The Center for Ethics and Culture sent out a call for papers to over 3,500 academics and received over 150 paper proposals; of those, 70 were chosen to be presented, Hallenius said. The conference is broken up into in colloquiums, during which two or three scholars present their papers, and in larger talks followed by question-and-answer sessions.

“We are blessed to have a great representation from the student population each year,” he said. “ … All of the speaker sessions are open to the entire Notre Dame community, even for those who didn’t pre-register, so we encourage students to come to the talks that interest them.” 

Peter Casarella, associate professor of theology, will be speaking on his essay, “The Poetics of Space: The Socio-Ecological Horizon of the Lived Experience of Beauty.” The essay focuses on two primary topics: Latinos in the Catholic faith and the principles outlined in Pope Benedict XVI’s encyclical, “Via Pulchritudinis.”

“The talk will be about the relationship between the concepts of space and place in beauty,” he said.

Casarella said his talk will discuss priests in Buenos Aires who often venture into the depressed shantytowns at the edges of the city.
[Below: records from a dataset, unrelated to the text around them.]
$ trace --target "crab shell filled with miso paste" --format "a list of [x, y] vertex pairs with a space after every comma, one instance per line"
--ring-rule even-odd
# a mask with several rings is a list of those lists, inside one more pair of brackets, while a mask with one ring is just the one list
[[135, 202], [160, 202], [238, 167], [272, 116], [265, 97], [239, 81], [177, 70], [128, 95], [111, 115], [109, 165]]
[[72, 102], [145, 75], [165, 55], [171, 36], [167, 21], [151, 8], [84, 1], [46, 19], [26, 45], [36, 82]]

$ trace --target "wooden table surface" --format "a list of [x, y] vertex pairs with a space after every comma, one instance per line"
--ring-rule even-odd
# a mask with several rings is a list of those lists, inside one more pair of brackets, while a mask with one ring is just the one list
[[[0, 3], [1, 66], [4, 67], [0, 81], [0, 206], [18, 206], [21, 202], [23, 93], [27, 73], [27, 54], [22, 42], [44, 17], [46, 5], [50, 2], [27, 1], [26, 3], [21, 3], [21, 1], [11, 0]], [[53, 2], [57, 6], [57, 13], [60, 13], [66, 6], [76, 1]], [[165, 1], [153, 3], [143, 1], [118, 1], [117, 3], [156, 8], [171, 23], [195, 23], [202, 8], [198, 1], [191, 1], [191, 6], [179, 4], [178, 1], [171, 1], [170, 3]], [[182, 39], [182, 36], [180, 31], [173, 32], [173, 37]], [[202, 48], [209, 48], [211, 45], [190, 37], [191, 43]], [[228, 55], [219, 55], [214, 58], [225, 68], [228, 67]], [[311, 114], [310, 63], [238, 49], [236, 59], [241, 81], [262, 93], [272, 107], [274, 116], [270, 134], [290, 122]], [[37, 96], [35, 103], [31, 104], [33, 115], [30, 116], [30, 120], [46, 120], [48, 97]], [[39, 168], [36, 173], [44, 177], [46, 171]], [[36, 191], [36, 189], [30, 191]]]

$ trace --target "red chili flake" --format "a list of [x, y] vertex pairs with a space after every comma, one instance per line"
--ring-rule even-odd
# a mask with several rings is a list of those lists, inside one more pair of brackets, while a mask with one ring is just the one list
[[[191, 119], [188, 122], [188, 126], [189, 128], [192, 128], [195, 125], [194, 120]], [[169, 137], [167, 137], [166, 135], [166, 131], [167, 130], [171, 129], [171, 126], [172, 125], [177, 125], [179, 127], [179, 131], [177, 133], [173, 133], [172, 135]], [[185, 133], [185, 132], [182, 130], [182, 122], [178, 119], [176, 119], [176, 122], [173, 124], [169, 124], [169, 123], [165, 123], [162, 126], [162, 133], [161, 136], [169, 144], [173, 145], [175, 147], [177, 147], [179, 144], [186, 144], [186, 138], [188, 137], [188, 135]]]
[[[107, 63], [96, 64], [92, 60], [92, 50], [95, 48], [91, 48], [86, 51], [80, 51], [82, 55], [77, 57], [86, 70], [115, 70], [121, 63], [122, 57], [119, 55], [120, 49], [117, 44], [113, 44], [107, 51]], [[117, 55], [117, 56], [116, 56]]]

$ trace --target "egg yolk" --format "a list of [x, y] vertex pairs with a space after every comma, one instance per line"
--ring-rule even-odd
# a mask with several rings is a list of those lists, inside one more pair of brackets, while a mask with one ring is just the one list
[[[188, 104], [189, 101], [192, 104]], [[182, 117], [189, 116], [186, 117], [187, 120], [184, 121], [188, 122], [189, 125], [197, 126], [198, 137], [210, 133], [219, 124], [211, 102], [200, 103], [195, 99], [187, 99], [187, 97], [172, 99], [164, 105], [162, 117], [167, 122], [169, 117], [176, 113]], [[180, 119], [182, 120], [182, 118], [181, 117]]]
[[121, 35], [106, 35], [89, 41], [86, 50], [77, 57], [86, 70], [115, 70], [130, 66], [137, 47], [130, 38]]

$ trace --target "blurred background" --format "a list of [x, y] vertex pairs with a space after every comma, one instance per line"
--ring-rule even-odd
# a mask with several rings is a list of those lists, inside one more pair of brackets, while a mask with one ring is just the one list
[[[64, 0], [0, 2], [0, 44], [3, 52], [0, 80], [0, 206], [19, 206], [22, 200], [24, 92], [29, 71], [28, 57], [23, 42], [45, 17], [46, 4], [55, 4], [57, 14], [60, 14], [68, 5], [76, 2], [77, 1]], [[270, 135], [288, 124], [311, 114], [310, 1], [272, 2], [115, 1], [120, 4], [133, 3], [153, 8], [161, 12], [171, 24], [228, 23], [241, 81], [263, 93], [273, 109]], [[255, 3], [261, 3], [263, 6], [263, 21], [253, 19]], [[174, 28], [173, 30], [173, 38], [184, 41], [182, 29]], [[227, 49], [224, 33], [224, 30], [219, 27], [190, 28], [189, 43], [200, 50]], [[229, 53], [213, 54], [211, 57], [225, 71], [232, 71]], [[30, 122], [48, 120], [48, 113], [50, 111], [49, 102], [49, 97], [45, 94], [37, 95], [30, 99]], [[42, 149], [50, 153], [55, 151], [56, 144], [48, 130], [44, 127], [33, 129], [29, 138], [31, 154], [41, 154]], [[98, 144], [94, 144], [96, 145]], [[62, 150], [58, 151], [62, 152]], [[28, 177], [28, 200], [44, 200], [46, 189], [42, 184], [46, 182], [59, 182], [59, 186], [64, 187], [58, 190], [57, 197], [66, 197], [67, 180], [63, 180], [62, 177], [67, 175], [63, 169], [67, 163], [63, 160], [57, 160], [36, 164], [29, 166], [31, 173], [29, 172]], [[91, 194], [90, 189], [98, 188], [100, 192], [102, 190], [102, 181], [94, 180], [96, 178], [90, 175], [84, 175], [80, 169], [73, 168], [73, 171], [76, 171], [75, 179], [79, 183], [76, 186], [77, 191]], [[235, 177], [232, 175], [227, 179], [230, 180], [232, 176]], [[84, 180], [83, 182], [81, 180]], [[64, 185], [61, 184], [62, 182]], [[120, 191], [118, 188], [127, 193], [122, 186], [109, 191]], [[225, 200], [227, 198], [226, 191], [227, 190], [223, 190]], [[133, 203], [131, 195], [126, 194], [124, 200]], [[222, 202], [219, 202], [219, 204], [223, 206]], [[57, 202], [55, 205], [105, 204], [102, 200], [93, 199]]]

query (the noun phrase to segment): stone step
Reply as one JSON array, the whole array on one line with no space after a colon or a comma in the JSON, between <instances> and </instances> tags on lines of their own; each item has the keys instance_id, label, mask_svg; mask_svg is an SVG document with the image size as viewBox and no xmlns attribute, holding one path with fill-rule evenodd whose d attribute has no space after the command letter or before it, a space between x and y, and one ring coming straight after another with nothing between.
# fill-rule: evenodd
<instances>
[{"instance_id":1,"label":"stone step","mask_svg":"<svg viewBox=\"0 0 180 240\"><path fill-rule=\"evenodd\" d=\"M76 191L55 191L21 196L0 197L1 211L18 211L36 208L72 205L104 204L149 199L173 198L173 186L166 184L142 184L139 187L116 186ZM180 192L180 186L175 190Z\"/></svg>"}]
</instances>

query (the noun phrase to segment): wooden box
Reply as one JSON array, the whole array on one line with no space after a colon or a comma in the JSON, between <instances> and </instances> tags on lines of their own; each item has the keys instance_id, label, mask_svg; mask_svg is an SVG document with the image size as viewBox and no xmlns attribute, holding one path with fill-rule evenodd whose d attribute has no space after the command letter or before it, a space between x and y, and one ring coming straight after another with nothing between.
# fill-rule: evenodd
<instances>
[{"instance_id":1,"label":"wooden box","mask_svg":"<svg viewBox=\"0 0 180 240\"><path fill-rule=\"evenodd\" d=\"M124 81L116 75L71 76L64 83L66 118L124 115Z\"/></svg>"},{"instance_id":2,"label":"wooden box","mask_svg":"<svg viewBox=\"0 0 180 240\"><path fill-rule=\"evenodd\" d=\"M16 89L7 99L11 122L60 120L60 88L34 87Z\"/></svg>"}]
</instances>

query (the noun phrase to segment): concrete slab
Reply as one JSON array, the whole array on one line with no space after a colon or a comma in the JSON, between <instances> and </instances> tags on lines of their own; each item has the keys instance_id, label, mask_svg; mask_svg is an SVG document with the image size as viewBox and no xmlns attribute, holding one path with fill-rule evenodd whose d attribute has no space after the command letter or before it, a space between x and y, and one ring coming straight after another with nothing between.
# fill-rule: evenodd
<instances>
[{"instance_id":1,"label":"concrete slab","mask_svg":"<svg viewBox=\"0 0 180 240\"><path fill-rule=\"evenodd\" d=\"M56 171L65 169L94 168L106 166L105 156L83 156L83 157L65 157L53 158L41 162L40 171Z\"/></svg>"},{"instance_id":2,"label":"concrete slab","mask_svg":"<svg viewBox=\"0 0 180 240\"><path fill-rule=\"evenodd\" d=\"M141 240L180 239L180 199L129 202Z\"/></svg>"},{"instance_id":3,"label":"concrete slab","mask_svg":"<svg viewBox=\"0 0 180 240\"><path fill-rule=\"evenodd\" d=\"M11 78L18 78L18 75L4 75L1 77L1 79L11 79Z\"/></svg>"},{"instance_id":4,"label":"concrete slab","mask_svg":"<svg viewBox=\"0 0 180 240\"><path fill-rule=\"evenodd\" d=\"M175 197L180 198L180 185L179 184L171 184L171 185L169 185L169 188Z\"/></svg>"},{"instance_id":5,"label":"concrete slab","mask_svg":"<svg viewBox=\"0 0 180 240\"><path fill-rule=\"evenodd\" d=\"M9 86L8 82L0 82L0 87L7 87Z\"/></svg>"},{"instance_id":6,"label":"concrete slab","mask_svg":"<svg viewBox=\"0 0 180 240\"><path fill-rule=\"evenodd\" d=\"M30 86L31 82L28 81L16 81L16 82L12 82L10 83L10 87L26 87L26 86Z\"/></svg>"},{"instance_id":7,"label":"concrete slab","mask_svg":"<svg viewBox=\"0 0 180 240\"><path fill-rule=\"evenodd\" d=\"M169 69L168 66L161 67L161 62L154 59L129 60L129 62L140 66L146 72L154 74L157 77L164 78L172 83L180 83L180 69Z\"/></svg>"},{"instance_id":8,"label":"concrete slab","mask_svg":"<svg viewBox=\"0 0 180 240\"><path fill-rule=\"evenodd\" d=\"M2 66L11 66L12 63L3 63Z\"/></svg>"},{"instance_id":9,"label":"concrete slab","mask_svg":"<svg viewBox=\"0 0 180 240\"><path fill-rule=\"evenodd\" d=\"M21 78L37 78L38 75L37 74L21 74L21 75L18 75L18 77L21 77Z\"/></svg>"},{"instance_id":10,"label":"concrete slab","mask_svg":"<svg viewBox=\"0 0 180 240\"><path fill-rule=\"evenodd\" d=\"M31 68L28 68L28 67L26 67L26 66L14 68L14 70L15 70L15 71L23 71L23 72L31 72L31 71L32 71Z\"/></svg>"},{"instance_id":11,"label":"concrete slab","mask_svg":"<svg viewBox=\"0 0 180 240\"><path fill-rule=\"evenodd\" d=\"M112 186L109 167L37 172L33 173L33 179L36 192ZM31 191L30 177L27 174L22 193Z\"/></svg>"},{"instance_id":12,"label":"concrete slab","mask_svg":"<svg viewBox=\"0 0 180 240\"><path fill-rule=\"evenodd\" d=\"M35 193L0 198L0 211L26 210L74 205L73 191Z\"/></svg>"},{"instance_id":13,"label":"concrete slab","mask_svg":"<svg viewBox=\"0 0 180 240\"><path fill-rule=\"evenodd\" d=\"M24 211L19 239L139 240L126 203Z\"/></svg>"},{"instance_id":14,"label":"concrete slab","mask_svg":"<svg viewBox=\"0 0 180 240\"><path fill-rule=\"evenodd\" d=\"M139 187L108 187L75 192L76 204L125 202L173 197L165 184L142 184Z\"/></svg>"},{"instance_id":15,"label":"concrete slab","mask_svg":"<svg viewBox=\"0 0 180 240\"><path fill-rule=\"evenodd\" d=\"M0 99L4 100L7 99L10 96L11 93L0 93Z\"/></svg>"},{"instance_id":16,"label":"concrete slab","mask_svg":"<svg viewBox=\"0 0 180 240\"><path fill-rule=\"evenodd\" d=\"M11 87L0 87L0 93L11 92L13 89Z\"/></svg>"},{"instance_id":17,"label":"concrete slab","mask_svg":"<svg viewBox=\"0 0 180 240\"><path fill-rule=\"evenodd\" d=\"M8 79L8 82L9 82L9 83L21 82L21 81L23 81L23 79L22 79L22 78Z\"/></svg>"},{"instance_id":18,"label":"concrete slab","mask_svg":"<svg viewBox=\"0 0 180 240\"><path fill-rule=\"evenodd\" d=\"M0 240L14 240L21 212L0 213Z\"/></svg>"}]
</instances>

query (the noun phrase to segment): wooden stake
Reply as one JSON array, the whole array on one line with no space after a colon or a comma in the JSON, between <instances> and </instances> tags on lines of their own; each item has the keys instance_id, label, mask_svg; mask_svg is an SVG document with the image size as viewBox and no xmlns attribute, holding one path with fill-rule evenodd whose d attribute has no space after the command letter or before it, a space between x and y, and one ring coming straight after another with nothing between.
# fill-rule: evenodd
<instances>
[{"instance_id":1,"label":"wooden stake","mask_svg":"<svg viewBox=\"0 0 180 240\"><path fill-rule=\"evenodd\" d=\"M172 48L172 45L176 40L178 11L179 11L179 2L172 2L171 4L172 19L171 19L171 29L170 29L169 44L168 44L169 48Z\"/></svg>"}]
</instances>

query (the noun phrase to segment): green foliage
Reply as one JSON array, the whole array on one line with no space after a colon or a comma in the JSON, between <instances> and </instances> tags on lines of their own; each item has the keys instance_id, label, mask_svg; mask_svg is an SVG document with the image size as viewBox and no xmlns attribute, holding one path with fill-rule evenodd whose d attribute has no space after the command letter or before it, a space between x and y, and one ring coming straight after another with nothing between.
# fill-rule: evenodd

He said the priests wrote to members of the city government, asking them to focus on the poor and downtrodden as they worked on improving the city. For these priests, beauty is found in “the ecology of daily life.”

It is the idea of taking those on the periphery of society into account that is beautiful, he added.

“It isn’t physical beauty at all — there’s nothing beautiful in being poor,” Casarella said. “But wouldn’t there be more beauty in the world if there were more unity?”